The agency network giant says like-for-like revenues fell 8% as Sir Martin Sorrell’s marketing services company tried its best to weather the recession.
In total, earnings before interest, tax, depreciation and amortisation fell 3.7% to £1.2bn in a year the company described as a “game of two halves”.
The agency network was forced to cut 14,000 jobs globally – 12.3% of its workforce – during the recession. In its results, it reported revenue of £8.68bn and a full-year margin of 11.7%.
“We seem to have moved from staring into the abyss post the Lehman Brothers crisis, to a ’less worse’ phase in the second half of 2009 and a stabilisation phase towards the end of 2009 and the beginning of 2010,” the company says.
Like-for-like revenue in the UK fell by 6% year on year, western continental Europe dropped by 10.2% and North America declined by 8%. Asia Pacific, Latin America, the Middle East and central and eastern Europe saw a 6.8% like-for-like revenue fall.
However, WPP said that the market has become more stable in 2010 with like-for-like revenues in January flat.
“Although this return to stability seems widespread both geographically and functionally, there is no marked growth as yet, even against weak comparatives,” the company adds.
WPP claims that solid growth in new media and the application of technology in the form of internet, PC, mobile, video content, search and social networks, has seen 27% of group revenues come through digital marketing.

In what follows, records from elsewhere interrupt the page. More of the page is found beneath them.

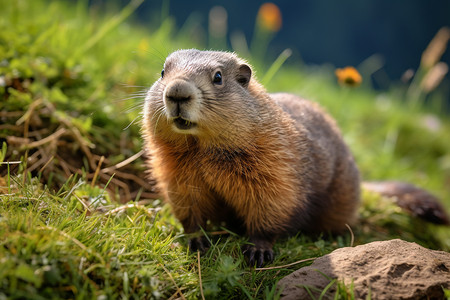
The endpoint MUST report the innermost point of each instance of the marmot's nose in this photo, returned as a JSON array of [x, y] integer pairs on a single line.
[[179, 91]]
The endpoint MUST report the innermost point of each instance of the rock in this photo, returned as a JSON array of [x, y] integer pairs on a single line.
[[392, 269]]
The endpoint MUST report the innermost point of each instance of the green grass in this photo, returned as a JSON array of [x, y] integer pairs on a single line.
[[64, 232]]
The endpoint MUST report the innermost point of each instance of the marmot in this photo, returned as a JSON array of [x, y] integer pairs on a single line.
[[223, 149]]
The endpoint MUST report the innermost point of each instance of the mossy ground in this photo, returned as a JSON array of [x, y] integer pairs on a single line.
[[71, 82]]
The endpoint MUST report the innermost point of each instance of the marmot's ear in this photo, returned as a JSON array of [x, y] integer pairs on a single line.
[[244, 75]]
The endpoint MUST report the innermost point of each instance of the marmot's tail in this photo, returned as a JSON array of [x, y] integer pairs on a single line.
[[416, 201]]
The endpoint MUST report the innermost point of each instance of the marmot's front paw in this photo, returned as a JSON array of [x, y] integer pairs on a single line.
[[199, 244], [261, 252]]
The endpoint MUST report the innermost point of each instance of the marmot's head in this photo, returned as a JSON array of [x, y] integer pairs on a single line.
[[203, 94]]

Sir Martin Sorrell (pictured), told the BBC that last year he had been “staring into the abyss”, but the corner had now been turned.
Growth is expected to continue to come from the so-called Bric countries – Brazil, Russia, India and China and big events like the Winter Olympic Games in Vancouver, the Asian games in Guangzhou, China and the FIFA World Cup in South Africa will help to bolster its revenue in 2010.